Here’s where blind obeisance to this brand of devolutionary ideology takes us: In March of this year, a report jointly published by the Environmental Integrity Project and Earthjustice found that the “vast majority” of 250 coal ash ponds had leaked their chemical brews into nearby groundwater sources. More than 90 percent of the nation’s coal-fired power plants reported elevated levels of toxic pollutants in these groundwater sources—levels that in many cases exceed the thresholds established by the EPA. Horrified citizens, often working in concert with environmental groups, are beginning to take matters into their own hands.
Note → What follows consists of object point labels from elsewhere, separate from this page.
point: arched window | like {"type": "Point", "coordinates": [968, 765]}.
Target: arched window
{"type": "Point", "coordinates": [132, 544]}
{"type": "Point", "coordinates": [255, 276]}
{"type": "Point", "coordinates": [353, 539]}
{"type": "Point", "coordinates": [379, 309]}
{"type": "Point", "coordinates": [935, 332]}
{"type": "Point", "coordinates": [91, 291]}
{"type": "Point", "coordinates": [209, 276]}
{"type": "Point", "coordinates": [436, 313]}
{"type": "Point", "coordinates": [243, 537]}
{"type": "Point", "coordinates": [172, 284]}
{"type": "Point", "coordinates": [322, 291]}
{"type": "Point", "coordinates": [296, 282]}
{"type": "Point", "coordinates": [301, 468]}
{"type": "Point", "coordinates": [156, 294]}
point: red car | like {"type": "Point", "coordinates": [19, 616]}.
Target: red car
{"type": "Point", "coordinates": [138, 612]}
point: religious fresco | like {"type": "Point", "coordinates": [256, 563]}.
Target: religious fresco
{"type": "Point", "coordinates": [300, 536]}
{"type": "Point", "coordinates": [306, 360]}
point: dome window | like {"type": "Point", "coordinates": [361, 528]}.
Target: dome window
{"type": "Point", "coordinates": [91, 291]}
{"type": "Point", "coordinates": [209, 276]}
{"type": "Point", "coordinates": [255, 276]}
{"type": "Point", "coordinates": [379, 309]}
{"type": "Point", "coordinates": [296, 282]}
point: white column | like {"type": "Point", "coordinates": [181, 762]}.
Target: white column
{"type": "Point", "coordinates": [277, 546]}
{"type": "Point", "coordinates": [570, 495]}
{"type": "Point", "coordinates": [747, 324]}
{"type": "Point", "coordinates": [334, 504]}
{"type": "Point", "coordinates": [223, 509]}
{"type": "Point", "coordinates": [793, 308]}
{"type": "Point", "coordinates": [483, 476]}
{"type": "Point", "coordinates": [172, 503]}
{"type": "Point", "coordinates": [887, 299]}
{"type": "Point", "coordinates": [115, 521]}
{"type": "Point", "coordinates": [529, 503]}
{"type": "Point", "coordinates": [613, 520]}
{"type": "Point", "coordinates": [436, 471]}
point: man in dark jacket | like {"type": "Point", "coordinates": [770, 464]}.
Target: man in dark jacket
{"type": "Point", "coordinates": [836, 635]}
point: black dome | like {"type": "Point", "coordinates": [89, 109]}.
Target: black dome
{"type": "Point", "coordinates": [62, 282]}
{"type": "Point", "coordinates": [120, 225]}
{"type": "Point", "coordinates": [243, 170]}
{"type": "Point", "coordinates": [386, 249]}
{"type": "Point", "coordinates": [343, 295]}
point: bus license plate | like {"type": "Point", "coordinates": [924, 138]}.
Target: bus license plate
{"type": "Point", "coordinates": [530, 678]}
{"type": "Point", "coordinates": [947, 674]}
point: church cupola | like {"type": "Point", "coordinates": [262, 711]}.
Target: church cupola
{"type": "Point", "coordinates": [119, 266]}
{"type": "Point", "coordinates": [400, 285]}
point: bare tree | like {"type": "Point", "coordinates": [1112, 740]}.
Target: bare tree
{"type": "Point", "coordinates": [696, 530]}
Residents of La Belle, Pennsylvania, have sued three companies that maintain a coal ash dump in their town. The site surrounds the State Correctional Institution Fayette, where many inmates have developed respiratory illnesses, gastrointestinal tract problems, thyroid disorders, and cancers. And this week, four residents of Holland, Michigan, went public with results of water sample tests that showed arsenic levels 2.5 times higher than the maximum deemed safe by the federal government. The people making the claim live near an active coal ash storage site just a few miles from the shores of Lake Michigan.
Coal ash is a hazardous substance, no matter what the EPA and the TVA prefer to call it. Whether it spills in huge deluges or seeps quietly into our water supplies, it’s just one of the many dangerous by-products of our irrational attachment to a dirty fossil fuel whose time has come and gone. It’s time to invest fully in renewable energy sources—and consign coal ash to the ash bin of history, where it belongs.